On “lobbyconning”
by Eric Norlin on Oct.15, 2007, under general
There’s an interesting piece in the San Francisco Chronicle today about “lobbyconning” — or the practice of hanging out in the lobby at tech conferences, working the biz dev angle (as opposed to paying to attend the conference).
I was especially delighted to see Ben Metcalfe quoted in the article:
“The sessions at technology conferences are often like plots in porn films,” said Ben Metcalfe, a technology consultant from San Francisco who said he lobbycons about four conferences annually. “It’s required for the context, but it’s not really what you paid for.”
You may remember Ben - he was one of our iMac (actually, he chose the MacBook option) winners.

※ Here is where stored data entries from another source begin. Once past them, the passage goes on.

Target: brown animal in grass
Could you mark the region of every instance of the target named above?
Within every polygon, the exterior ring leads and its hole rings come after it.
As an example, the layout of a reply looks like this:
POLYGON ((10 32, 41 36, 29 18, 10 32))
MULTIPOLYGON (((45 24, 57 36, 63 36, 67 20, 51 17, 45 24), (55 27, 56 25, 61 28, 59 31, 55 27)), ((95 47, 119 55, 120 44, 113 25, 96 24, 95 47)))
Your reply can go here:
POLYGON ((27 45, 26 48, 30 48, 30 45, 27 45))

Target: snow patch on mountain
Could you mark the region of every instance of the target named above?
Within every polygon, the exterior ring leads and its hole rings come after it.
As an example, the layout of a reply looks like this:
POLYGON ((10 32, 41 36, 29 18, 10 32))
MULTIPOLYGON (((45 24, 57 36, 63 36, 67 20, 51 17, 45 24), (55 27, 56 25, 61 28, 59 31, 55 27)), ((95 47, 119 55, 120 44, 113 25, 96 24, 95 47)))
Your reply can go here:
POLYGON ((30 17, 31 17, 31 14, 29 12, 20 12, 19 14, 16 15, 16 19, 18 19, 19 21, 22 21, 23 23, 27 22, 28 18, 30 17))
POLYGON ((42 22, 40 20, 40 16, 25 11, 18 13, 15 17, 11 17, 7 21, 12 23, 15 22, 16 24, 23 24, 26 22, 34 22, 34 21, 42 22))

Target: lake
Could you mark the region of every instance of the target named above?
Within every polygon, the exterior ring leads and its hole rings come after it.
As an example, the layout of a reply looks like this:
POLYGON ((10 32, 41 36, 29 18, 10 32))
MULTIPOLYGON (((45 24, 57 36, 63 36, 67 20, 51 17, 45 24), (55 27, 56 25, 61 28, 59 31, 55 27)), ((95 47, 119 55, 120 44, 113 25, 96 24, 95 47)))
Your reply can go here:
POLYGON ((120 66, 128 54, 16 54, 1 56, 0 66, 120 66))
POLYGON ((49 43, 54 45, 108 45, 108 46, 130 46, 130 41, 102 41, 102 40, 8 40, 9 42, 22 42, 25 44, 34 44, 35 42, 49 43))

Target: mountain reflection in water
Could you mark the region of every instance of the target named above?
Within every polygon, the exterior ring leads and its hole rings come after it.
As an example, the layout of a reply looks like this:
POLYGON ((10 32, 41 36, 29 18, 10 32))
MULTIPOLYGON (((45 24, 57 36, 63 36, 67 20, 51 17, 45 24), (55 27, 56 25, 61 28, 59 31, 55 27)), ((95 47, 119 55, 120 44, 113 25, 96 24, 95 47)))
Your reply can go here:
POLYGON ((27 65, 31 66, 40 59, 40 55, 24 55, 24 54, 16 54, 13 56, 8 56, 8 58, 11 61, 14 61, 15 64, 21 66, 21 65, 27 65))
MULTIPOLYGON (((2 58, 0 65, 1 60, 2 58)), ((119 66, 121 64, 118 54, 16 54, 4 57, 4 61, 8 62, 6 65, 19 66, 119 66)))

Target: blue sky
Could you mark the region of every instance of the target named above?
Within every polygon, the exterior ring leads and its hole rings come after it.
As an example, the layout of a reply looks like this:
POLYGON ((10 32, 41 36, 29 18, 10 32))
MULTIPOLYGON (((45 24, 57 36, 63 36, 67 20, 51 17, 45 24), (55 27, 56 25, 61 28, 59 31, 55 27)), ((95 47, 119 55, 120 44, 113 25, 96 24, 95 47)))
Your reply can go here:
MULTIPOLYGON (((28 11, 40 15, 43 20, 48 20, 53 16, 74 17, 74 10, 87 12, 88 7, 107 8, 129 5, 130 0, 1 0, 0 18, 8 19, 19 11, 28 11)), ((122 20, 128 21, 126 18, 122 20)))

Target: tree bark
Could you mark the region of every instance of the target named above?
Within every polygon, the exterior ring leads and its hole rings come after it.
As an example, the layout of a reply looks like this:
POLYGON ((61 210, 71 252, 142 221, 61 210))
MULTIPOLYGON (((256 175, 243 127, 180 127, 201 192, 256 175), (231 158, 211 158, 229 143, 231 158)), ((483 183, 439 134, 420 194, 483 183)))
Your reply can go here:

It pleases me to think that Ben sees the value in actually *attending* Defrag, versus simply just lobbyconning. Thanks Ben!
[Postscript: We've got so much networking going on *inside* of Defrag, that you'll surely see the value too.]










October 23rd, 2007 on 5:08 am
It is so refreshing to see conferences like Defrag coming on to the scene. Creativity needs a place to be born, breath and grow. Web 2.0 et al seem to think creativity is like mushrooms, you turn out the lights, chuck shit at the audience. It is no wonder that the fun stuff happenings in the corridors. I live in Europe and this year’s defrag falls at a busy time for me. But I hope to come to the next one.